Reinventing how and where we live


What does “home” mean to you? For many of us, the answer to this question has changed dramatically over the past year. When the world stopped, our homes became the center of our universe like they never had before. Apparently overnight, we had to figure out how to make all parts of our life – work, school, training, socializing – fit into our homes.

It wasn’t easy, but we did it. And, in the process, many of us have realized that our new, normal home life is a better match for who we are and how we want to live, not just now, but for the long term. Based on recent surveys of real estate agents, builders, recent buyers and future buyers, several housing trends that have emerged during the pandemic are expected to shape our vision for the home for the foreseeable future.


Spending 24/7 at home has had a profound effect on the way we use and view our living spaces. Here’s a quick look at four big ways home life has changed how and where we live and transformed the future of real estate.

Let’s move : In the United States, more than one in five adults have moved for reasons related to the pandemic or know someone who has, according to this survey from the Pew Research Center. The combination of remote work and school, low interest rates and a desire for more space inspired by cabin fever has helped ignite the boiling real estate markets in small and medium-sized towns, suburbs. and rural areas. This trend is expected to continue, reports the first Wall Street Journal / Emerging Housing Markets Index, which ranked Coeur d’Alene, Idaho; Austin, Texas; and Springfield, Ohio as the top three real estate markets for 2021.

Who is most likely to buy homes in the months and years to come? The youngest (25 to 44 years old), middle-class families report A glimpse of the future of the house commissioned by CENTURY 21®. This survey of recent and future homebuyers also found that Latin American homeownership will continue to grow, reflecting a Urban Institute trend forecast predicting that between 2020 and 2040, 70% of new owners will be Latinos.

We adapt the spaces: With a certain 70 percent of us working from home (up from 20% before the pandemic), we have channeled our interior interior design to accommodate remote work and school. The corridors served as classrooms. The locker room makeovers created home offices and a gym. The neglected corners have become home-made and computer stations.

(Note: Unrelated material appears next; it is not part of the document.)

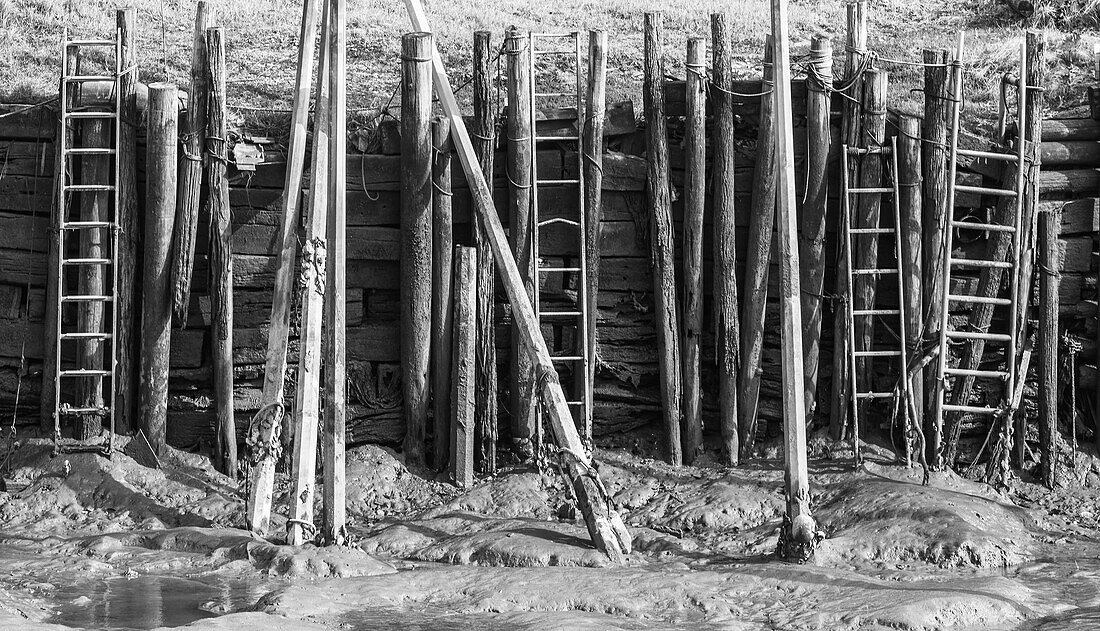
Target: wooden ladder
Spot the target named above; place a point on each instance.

Flexible live work and play spaces promise to be an ongoing trend for owners and buyers of future homes, as 54% of people are expected to continue working from home after the pandemic, according to Pew Research. Plus, many Americans could probably use an addition (or an attic, basement, or garage conversion) with more people living under one roof than ever before in recorded history. Welcoming more – and often a multigenerational mix – into the home has helped spark an increased demand for separate living spaces for aging parents or an adult child, say home builders surveyed for Emerging trends in real estate® 2021, produced by PwC and the Urban Land Institute.

We live more sustainably (or want to be): The realities of pandemic life, such as driving less, craving more outdoor space and an increased awareness of the importance of good hygiene, have helped shine a light on protecting our health and health. of the planet.

In the Popular vote for the climate (the largest global warming survey to date) conducted during the pandemic, 65% of Americans polled now say they see climate change as an emergency. Whether or not this inspires more of us to reduce our carbon footprint at home by composting, switching to a clean energy supplier and implementing other green changes, there are signs that home buyers want to live more environmentally. More than half of real estate agents surveyed in March 2021 report of the National Association of Real Estate Agents said their customers are interested in sustainability and that in the future, homebuyers’ demand will increase for features like natural light and energy efficient appliances and heating and cooling systems, according to Emerging trends in real estate® 2021.

And, green spaces will continue to be a big draw for future home buyers, reports the CENTURY 21® survey. Of all the home features that became more important to people during the pandemic, having a large yard or other outdoor space (like a garden or lawn) remains a top priority for 92% of future buyers surveyed. A glimpse into the future of the house.

We’re big on the bathrooms: Whether it’s the increased attention self-care or because the bathroom has become a personal escape for many pandemic parents, spa-style bathrooms are now high on the wish lists of future homebuyers. Fifty-two percent of prospective homebuyers surveyed by CENTURY 21® cited high-end toiletries as their most popular interior equipment, compared to just 37 percent of recent homebuyers.

Ready to imagine your own vision for the house of the future? Visit Home Rediscovered for a deeper dive into how the past year has transformed the modern home and what the home might look like in the future. Read and watch real life stories and ideas from families who uprooted lives and embarked on great adventures to find their way home.